Thae interpreted Choe’s assumption of these titles not as a strengthening of his power but rather his relegation to the role of a figurehead, as the Presidium’s main purpose is to receive foreign dignitaries.

His previous position as director of the Organization and Guidance Department of the ruling Workers’ Party, by contrast, had given him broad power to implement key policies set by the leader across the government, party and military.

Friday’s reshuffle also signaled the elevation of other key figures inside the regime, like former Premier Pak Pong-ju and Vice Foreign Minister Choe Son-hui. Pak, widely believed to be Kim’s right-hand man in economic affairs, was also made a deputy chairman in the State Affairs Commission, in which he is expected to play a larger guidance role in the economy. As Kim’s main representative in the negotiations with the United States, Choe Son-hui gained a seat on the SAC that elevated her to a cabinet-level figure.
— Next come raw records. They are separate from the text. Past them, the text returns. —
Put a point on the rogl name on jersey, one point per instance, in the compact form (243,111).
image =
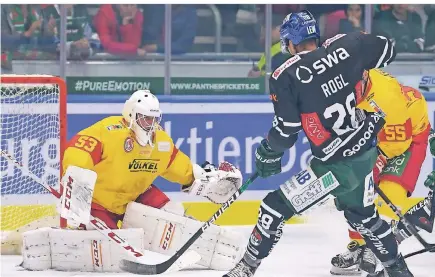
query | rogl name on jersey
(334,85)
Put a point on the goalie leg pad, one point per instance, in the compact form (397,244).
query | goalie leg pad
(75,250)
(165,232)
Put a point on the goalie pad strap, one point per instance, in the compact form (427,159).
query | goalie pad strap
(75,250)
(165,232)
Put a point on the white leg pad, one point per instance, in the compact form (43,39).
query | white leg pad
(166,232)
(75,250)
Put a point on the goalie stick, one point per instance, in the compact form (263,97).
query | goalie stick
(190,258)
(147,269)
(411,228)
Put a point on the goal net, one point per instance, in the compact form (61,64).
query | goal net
(33,130)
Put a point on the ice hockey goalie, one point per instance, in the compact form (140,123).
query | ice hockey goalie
(109,170)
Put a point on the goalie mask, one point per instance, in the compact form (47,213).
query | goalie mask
(143,114)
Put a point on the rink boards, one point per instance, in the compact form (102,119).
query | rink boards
(205,128)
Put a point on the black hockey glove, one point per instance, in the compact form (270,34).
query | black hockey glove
(267,161)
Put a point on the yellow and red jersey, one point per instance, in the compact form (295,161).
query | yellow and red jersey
(404,108)
(125,168)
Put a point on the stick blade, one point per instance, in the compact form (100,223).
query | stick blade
(189,258)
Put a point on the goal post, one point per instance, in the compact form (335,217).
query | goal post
(33,130)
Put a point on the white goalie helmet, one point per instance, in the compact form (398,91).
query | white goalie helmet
(143,114)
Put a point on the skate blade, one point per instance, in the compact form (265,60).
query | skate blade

With his authority further consolidated at home, Kim is expected to undertake his first duty as formal head of his country by holding a summit with Russian President Vladimir Putin. According to diplomatic sources cited by South Korea’s Yonhap News, Kim could be visiting Russia as early as this week, possibly in the city of Vladivostok in the Russian Far East, where Putin could stop before a trip to China for an economic conference.